¡Las Hurras del Día del Niño!

0
837

El día universal de los niños se celebró el 20 de noviembre de 2018 sin mucha fanfarria. Llegó y se fue más bien sin relevancia, no hubo discursos ni comunicados de prensa en nombre del Gobierno de Belice (GOB por sus siglas en ingles). Tampoco hubo pronunciamientos profundos y reflexivos del enviado especial para las mujeres y los niños. En su conjunto fue un día como cualquier otro, excepto para los niños que son víctimas de abuso todos los días en Belice. Las cifras recientes reportaron casos de abuso infantil en alrededor de 6000 solo en los últimos cinco años, el promedio entonces sería de aproximadamente 4 casos cada día. Se acepta generalmente que la mayoría de los casos no son denunciados y que de hecho por cada caso delatado hay dos que no lo son. Esto pondría las cifras reales alrededor de 12 casos totales por día.

La apatía del actual GOB en lo que respecta a la violencia contra los niños no es nada nuevo. En 2015, investigadores recibieron financiación de la OPS/OMS y el UNICEF para investigar y revisar los esfuerzos del sector salud nacional en la prevención y la respuesta a la violencia contra los niños en los países de América Latina y el Caribe. Se recibieron directrices del sector de la salud de 22 de 43 países. No sorprende que Belice se encontrara entre los países que decidieron no participar. Algunas de las conclusiones de esta revisión son sin duda muy interesantes, ya que caracteriza la violencia contra los niños como una crisis de salud global con impactos negativos y gastos costosos.

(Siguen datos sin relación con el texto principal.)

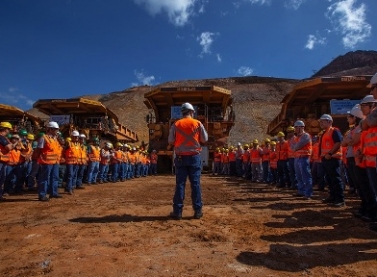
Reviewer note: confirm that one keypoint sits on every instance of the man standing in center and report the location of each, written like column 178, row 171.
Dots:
column 186, row 135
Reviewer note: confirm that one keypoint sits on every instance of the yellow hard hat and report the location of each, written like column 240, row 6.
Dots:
column 280, row 134
column 290, row 129
column 5, row 124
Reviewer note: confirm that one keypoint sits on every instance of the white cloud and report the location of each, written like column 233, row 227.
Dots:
column 179, row 11
column 205, row 40
column 350, row 21
column 219, row 59
column 313, row 40
column 144, row 80
column 245, row 71
column 12, row 98
column 294, row 4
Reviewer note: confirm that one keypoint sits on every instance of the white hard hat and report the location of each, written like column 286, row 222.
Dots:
column 373, row 81
column 356, row 111
column 187, row 107
column 326, row 117
column 299, row 123
column 53, row 124
column 75, row 133
column 368, row 99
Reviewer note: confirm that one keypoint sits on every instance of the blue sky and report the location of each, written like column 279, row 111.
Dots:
column 68, row 48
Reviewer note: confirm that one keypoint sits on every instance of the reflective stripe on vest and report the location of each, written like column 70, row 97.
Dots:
column 187, row 137
column 327, row 144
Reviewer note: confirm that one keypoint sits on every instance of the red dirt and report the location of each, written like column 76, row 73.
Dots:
column 122, row 229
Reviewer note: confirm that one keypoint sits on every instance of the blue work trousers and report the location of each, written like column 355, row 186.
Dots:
column 93, row 169
column 48, row 180
column 187, row 167
column 304, row 176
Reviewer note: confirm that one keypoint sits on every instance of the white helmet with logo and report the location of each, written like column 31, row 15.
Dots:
column 75, row 133
column 187, row 107
column 53, row 124
column 299, row 123
column 356, row 111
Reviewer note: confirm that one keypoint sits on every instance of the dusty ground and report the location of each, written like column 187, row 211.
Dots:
column 122, row 229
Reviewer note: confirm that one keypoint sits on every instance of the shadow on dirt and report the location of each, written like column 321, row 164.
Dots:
column 124, row 218
column 291, row 258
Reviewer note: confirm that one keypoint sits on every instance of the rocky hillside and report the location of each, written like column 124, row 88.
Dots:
column 256, row 100
column 353, row 63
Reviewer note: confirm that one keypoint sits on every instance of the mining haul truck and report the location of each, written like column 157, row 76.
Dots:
column 20, row 119
column 312, row 98
column 88, row 116
column 212, row 107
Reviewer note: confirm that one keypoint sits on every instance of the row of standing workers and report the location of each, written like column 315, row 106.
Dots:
column 50, row 161
column 298, row 161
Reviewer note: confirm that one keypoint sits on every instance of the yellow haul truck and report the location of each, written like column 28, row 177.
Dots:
column 212, row 107
column 87, row 116
column 20, row 119
column 312, row 98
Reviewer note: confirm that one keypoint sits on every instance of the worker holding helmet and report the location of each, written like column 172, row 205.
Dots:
column 5, row 147
column 48, row 151
column 186, row 135
column 301, row 146
column 331, row 155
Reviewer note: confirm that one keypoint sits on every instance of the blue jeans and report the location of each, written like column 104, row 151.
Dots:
column 71, row 176
column 304, row 176
column 48, row 180
column 103, row 169
column 334, row 178
column 80, row 175
column 3, row 174
column 93, row 168
column 187, row 166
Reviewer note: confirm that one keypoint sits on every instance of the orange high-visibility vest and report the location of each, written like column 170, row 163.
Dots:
column 305, row 151
column 94, row 155
column 187, row 136
column 72, row 153
column 4, row 153
column 51, row 151
column 282, row 150
column 327, row 144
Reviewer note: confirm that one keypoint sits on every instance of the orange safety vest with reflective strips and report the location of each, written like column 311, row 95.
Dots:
column 94, row 155
column 154, row 158
column 217, row 156
column 315, row 153
column 370, row 147
column 305, row 151
column 273, row 157
column 282, row 150
column 265, row 153
column 14, row 157
column 187, row 132
column 327, row 144
column 232, row 156
column 51, row 151
column 4, row 153
column 255, row 155
column 72, row 154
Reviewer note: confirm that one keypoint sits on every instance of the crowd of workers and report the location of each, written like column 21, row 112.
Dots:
column 49, row 161
column 299, row 161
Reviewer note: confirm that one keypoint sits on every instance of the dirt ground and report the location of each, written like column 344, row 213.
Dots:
column 122, row 229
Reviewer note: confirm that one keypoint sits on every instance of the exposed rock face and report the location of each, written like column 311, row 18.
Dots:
column 353, row 63
column 256, row 100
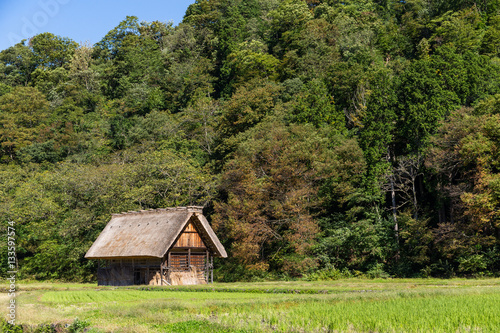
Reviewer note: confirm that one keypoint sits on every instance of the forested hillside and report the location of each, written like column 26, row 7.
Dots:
column 358, row 135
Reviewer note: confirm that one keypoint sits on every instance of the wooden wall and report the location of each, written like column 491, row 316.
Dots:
column 190, row 238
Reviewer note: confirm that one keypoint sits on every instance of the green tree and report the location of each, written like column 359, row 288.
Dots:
column 22, row 112
column 52, row 51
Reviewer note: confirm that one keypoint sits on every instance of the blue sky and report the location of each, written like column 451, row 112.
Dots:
column 80, row 20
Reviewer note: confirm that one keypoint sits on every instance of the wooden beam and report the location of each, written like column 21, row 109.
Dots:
column 212, row 269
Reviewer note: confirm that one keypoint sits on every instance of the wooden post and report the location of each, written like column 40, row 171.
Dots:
column 212, row 269
column 168, row 268
column 206, row 266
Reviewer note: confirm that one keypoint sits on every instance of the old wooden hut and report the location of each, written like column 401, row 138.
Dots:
column 169, row 246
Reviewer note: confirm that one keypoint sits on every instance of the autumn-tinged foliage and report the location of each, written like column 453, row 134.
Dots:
column 359, row 135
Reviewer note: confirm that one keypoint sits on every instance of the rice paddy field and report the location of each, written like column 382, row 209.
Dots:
column 353, row 305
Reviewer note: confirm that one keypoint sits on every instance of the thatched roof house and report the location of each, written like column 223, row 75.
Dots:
column 161, row 246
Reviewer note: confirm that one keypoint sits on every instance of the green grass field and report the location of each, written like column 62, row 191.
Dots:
column 354, row 305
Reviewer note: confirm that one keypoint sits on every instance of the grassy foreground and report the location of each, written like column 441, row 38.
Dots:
column 354, row 305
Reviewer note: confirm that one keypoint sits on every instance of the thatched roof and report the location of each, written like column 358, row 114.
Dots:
column 151, row 233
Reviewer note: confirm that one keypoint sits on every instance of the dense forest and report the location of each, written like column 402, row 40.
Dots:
column 322, row 137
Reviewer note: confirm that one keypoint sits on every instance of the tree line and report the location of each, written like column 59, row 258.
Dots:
column 319, row 135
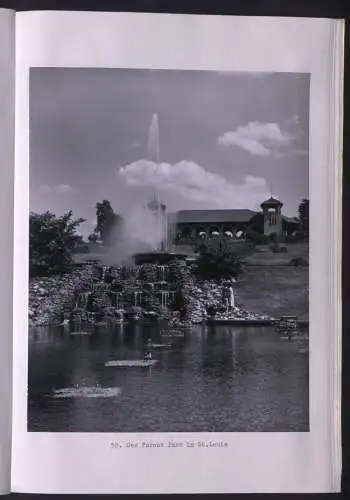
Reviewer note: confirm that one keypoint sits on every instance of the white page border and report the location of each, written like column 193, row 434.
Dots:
column 253, row 462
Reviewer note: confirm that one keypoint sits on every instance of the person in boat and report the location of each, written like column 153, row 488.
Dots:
column 148, row 356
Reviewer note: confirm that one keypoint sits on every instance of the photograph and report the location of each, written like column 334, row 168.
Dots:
column 168, row 251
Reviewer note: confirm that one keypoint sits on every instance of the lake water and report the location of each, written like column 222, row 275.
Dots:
column 212, row 379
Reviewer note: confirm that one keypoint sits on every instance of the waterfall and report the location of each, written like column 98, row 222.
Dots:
column 162, row 274
column 232, row 298
column 137, row 298
column 164, row 299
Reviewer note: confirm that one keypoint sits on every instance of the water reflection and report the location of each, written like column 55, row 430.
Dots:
column 222, row 379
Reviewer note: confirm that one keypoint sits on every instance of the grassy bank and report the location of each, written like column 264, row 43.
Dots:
column 275, row 290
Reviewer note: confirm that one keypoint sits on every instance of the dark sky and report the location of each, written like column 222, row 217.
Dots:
column 225, row 139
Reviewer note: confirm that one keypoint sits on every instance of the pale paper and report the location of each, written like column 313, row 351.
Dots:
column 253, row 462
column 7, row 136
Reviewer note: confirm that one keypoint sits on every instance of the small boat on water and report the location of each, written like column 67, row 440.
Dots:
column 159, row 346
column 80, row 333
column 132, row 363
column 86, row 392
column 287, row 325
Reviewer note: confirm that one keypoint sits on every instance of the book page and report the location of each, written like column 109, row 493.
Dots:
column 7, row 133
column 175, row 331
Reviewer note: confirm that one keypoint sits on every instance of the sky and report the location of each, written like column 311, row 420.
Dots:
column 201, row 139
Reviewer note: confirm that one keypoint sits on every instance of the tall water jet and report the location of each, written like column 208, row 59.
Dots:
column 153, row 149
column 157, row 209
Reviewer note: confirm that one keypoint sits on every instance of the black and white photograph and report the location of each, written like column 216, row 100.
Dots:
column 168, row 251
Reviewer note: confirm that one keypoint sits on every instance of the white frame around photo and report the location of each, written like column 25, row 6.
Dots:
column 251, row 462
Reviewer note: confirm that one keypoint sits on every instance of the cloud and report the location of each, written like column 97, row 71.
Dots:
column 44, row 189
column 190, row 181
column 60, row 189
column 63, row 189
column 257, row 138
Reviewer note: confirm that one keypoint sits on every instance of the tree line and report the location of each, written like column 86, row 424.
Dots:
column 53, row 240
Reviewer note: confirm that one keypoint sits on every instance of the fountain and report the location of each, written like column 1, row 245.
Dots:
column 160, row 254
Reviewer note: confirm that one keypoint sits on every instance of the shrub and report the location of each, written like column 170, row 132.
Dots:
column 217, row 264
column 52, row 241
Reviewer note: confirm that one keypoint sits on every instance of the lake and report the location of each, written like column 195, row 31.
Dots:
column 212, row 379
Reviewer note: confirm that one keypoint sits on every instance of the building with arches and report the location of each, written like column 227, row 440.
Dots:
column 191, row 226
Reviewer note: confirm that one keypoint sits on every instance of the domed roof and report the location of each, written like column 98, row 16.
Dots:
column 271, row 202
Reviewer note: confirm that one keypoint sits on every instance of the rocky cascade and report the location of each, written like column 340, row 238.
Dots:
column 97, row 294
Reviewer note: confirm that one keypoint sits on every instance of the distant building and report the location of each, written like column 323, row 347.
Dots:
column 191, row 226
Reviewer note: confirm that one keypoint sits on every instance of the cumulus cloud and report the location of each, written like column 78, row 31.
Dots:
column 265, row 139
column 257, row 138
column 63, row 189
column 190, row 181
column 60, row 189
column 44, row 189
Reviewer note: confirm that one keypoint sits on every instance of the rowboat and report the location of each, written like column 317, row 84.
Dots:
column 159, row 346
column 132, row 363
column 86, row 392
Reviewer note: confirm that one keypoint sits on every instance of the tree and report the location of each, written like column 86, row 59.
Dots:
column 52, row 240
column 108, row 222
column 217, row 263
column 304, row 216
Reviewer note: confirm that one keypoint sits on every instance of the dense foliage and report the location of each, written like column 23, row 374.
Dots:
column 217, row 263
column 108, row 224
column 52, row 240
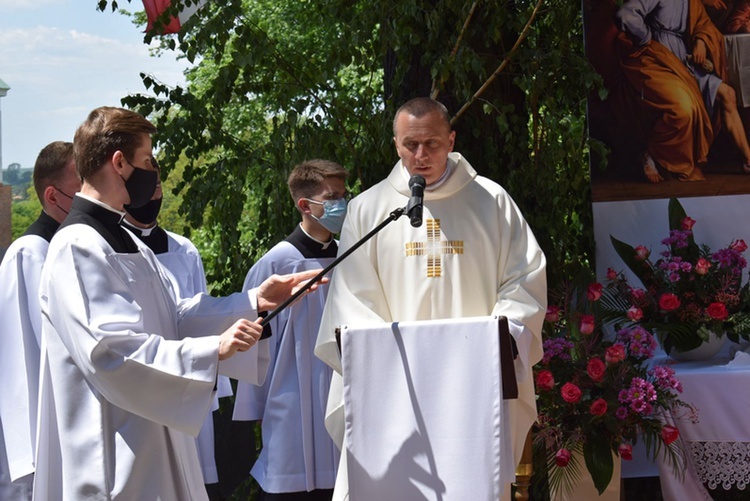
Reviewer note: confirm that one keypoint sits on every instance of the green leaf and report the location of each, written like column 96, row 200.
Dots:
column 599, row 462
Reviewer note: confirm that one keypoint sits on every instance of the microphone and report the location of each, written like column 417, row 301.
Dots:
column 414, row 208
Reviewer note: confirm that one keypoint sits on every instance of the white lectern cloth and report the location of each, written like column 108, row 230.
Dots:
column 425, row 417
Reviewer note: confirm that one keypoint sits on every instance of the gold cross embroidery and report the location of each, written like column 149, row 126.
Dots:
column 434, row 248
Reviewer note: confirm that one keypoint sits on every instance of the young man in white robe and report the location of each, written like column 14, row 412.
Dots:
column 55, row 182
column 298, row 460
column 129, row 370
column 184, row 267
column 483, row 260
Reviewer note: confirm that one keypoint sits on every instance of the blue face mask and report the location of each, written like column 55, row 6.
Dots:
column 334, row 212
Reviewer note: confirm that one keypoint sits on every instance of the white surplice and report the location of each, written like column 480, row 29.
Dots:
column 128, row 373
column 20, row 332
column 298, row 454
column 475, row 255
column 184, row 267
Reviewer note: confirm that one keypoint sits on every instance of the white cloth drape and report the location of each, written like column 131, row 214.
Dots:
column 425, row 417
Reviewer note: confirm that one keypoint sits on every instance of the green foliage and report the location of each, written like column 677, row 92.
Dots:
column 276, row 82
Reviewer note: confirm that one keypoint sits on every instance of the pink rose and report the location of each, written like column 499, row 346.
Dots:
column 596, row 369
column 545, row 380
column 611, row 274
column 702, row 266
column 553, row 314
column 598, row 407
column 669, row 302
column 669, row 434
column 570, row 393
column 594, row 292
column 587, row 324
column 635, row 314
column 625, row 451
column 614, row 354
column 562, row 457
column 717, row 311
column 738, row 246
column 641, row 253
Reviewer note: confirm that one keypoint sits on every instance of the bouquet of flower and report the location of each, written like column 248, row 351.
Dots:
column 597, row 396
column 687, row 293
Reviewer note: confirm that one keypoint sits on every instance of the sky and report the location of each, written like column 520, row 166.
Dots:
column 63, row 58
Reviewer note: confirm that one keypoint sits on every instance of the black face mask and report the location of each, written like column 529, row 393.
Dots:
column 141, row 186
column 147, row 213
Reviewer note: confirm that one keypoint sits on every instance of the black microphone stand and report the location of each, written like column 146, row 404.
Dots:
column 397, row 213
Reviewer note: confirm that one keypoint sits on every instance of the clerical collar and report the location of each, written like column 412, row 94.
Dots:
column 102, row 218
column 310, row 247
column 323, row 244
column 443, row 178
column 44, row 226
column 155, row 237
column 101, row 204
column 139, row 232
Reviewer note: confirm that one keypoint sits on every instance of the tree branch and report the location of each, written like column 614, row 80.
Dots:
column 503, row 64
column 435, row 86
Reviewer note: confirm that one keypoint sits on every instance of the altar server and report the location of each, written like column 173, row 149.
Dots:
column 184, row 267
column 298, row 460
column 128, row 369
column 55, row 182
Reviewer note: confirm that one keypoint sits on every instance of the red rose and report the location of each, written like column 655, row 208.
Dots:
column 598, row 407
column 702, row 266
column 635, row 314
column 553, row 314
column 625, row 451
column 614, row 354
column 738, row 245
column 669, row 434
column 717, row 311
column 687, row 223
column 570, row 393
column 669, row 302
column 596, row 369
column 562, row 457
column 587, row 324
column 594, row 292
column 545, row 380
column 641, row 253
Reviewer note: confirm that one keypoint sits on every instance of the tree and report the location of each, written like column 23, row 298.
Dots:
column 279, row 81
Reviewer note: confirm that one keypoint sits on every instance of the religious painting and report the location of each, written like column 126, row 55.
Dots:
column 676, row 117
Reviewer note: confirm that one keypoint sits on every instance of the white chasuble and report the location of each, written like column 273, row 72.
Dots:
column 297, row 454
column 128, row 373
column 474, row 256
column 425, row 418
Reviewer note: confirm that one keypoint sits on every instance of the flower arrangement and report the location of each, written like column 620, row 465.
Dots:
column 688, row 293
column 596, row 397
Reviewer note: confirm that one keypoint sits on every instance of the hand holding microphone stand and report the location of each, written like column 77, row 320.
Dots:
column 413, row 210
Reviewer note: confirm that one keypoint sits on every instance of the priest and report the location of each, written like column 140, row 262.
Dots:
column 129, row 370
column 475, row 255
column 55, row 182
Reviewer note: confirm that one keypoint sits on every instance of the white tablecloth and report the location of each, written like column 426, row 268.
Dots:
column 718, row 444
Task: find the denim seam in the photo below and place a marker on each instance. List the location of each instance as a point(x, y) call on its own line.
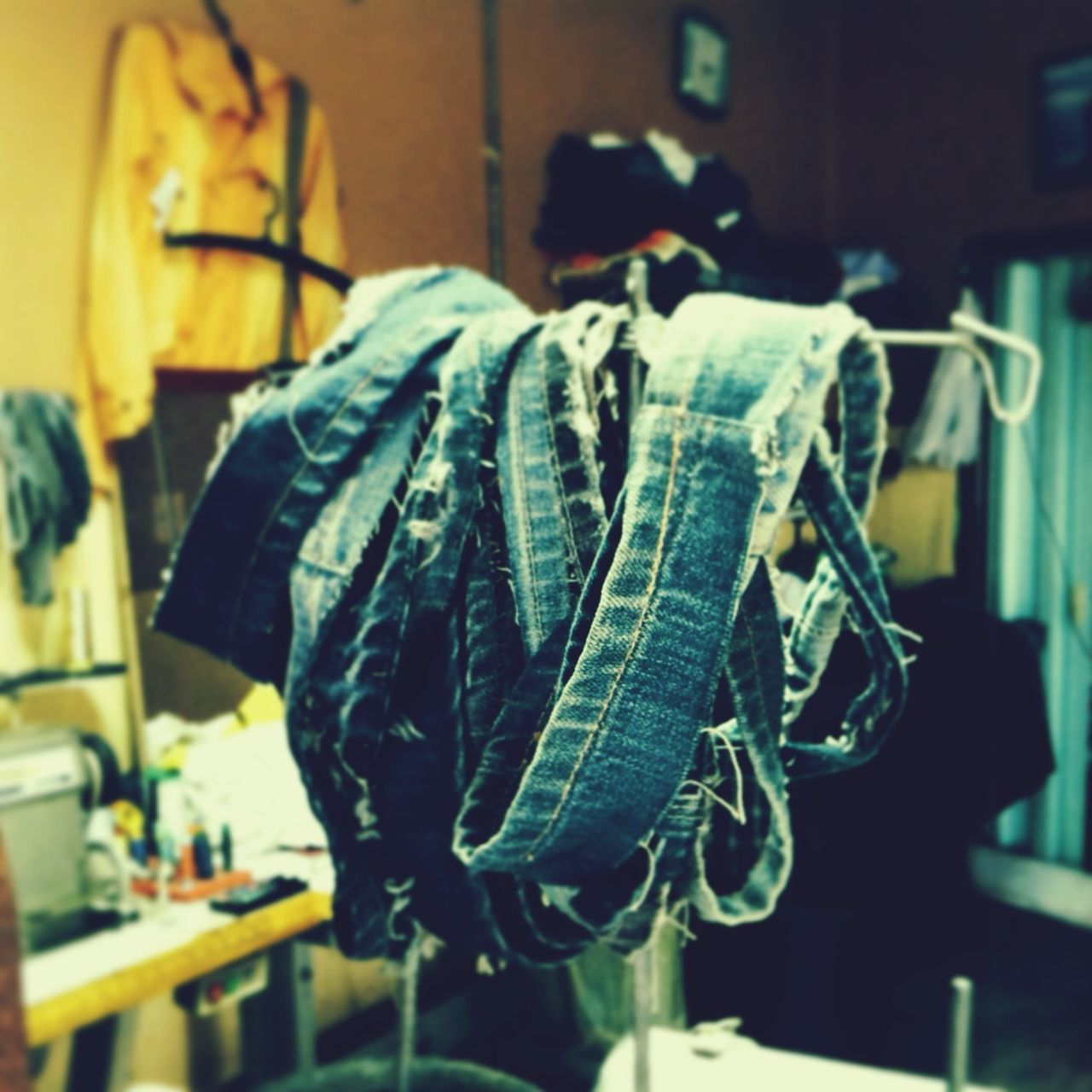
point(519, 498)
point(572, 554)
point(635, 636)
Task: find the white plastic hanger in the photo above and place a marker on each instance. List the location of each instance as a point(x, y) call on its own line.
point(967, 328)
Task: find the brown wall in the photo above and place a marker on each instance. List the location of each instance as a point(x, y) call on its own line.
point(934, 113)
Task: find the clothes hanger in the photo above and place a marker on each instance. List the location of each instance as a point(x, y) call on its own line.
point(264, 247)
point(241, 59)
point(967, 328)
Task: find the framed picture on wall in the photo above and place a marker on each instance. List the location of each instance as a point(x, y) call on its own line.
point(1063, 120)
point(701, 63)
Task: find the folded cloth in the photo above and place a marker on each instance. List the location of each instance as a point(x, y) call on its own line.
point(46, 482)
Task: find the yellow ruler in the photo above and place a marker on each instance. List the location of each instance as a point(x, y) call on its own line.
point(225, 944)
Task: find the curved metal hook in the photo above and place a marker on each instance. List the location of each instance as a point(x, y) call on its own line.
point(975, 328)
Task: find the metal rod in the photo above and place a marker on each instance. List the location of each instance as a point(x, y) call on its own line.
point(642, 1018)
point(408, 1014)
point(959, 1034)
point(494, 168)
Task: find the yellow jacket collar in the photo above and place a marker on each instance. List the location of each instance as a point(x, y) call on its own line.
point(206, 73)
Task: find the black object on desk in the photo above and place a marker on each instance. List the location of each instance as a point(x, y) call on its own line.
point(242, 900)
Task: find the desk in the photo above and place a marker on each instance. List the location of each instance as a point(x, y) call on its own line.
point(86, 986)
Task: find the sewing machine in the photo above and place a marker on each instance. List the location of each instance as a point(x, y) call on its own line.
point(48, 780)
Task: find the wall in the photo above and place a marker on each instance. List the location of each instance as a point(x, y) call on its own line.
point(934, 110)
point(401, 84)
point(570, 66)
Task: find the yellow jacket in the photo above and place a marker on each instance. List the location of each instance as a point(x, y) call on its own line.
point(178, 106)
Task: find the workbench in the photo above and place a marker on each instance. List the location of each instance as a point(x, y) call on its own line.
point(90, 989)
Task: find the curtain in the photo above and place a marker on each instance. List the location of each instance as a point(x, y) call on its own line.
point(1040, 535)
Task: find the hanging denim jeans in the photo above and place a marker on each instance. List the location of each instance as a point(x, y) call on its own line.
point(289, 456)
point(734, 400)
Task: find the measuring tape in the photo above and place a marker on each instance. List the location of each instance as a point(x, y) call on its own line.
point(234, 940)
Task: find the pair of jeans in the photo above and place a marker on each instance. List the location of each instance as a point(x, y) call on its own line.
point(531, 713)
point(299, 444)
point(733, 405)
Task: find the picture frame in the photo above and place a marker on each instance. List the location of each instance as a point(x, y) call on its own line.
point(702, 63)
point(1061, 120)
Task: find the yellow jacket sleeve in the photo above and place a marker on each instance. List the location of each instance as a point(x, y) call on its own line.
point(321, 234)
point(119, 355)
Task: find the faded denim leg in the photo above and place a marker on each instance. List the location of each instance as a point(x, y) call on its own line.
point(288, 459)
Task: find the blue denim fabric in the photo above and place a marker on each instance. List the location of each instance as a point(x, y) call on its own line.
point(734, 398)
point(292, 453)
point(418, 577)
point(865, 392)
point(529, 721)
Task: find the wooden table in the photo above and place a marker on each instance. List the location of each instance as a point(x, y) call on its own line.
point(89, 987)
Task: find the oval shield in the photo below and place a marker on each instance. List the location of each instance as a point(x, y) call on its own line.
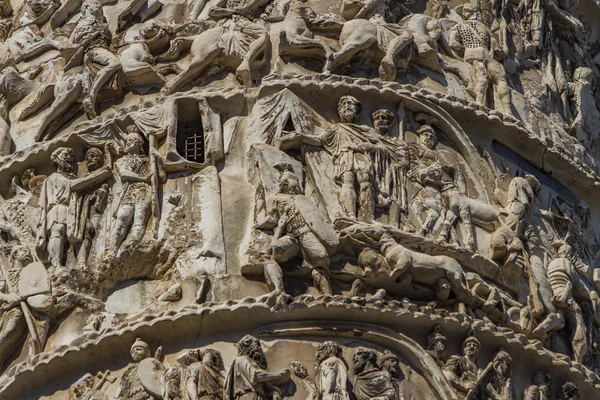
point(151, 371)
point(34, 280)
point(317, 222)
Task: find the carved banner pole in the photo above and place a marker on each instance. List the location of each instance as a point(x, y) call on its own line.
point(29, 319)
point(152, 150)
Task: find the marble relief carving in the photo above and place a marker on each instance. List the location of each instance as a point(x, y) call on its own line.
point(165, 160)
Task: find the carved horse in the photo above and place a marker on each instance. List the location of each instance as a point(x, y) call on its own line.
point(392, 43)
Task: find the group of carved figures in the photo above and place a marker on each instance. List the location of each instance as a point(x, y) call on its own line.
point(201, 374)
point(238, 35)
point(70, 214)
point(372, 170)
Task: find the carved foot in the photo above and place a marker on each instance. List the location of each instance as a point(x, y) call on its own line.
point(89, 108)
point(243, 74)
point(387, 70)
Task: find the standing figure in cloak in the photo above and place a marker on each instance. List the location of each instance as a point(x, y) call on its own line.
point(351, 147)
point(371, 382)
point(247, 378)
point(391, 166)
point(206, 376)
point(135, 202)
point(56, 199)
point(93, 205)
point(331, 372)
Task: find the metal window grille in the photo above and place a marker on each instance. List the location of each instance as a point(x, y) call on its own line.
point(191, 141)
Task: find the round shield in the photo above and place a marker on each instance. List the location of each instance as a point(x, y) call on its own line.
point(151, 371)
point(34, 280)
point(317, 222)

El maltrato infantil en sus muchas formas afecta negativamente el desarrollo educativo y a la productividad laboral futura y puede causar discapacidad, disminución de la calidad de vida e incluso la muerte prematura. Tiene costos más inmediatos y directos como el tratamiento médico y los costos que deben ser sufragados por el sistema judicial y sus instituciones. Hay costos directos para el bienestar y el acogimiento familiar, así como los costos asociados con la aprehensión y el enjuiciamiento de los delincuentes. Nuestros profesionales de la salud y los protocolos de salud pública son instrumentales en la colaboración multisectorial que debe tener lugar para asegurar de que los sobrevivientes de abuso puedan acceder a la protección, el tratamiento y la atención que necesitan.

De acuerdo con las últimas estadísticas de salud disponibles de Belice de 2006-2010 compilados por la unidad de epidemiología de Belice en la sección XVIII titulada violencia doméstica, se informó que para los niños desde el nacimiento hasta los dieciocho años de edad hubo 105 casos denunciados en 2006. En 2007 hubo 95 denuncias, en 2008 sin embargo, hubo 323 casos de la violencia doméstica y de esos once se relacionaban con niños menores de un año de edad. En 2009 hubo 279 casos en los que se implicaban menores de dieciocho años y de esos quince eran menores de un año. En 2010 se registraron 280 casos de violencia doméstica y de esos cinco casos implicaban a niños menores de un año de edad. Hay que hacer más para proteger a nuestros hijos.

Belice fue el quinto país en ratificar la Convención sobre los Derechos del Niño en 1990. Desafortunadamente, nada ha cambiado mucho desde entonces. La violación y agresión sexualy el embarazo adolescente han seguido aumentando, la cadena reciente de secuestros, desapariciones y asesinatos de nuestros hijos siguen sin resolverse e impunes. Nuestro sistema de salud necesita ser renovado para poder manejar y referir estos casos. Nuestro Departamento de policía necesita ser entrenado y sensibilizado para lidiar con los casos de una manera respetuosa, eficiente y efectiva. No necesitamos más discursos bonitos y promesas vacías. La representación superficial y superficial en foros internacionales, ya no basta.

¡Nuestros hijos en casa continúan sufriendo en silencio porque aquellos que deben, no hablan por ellos!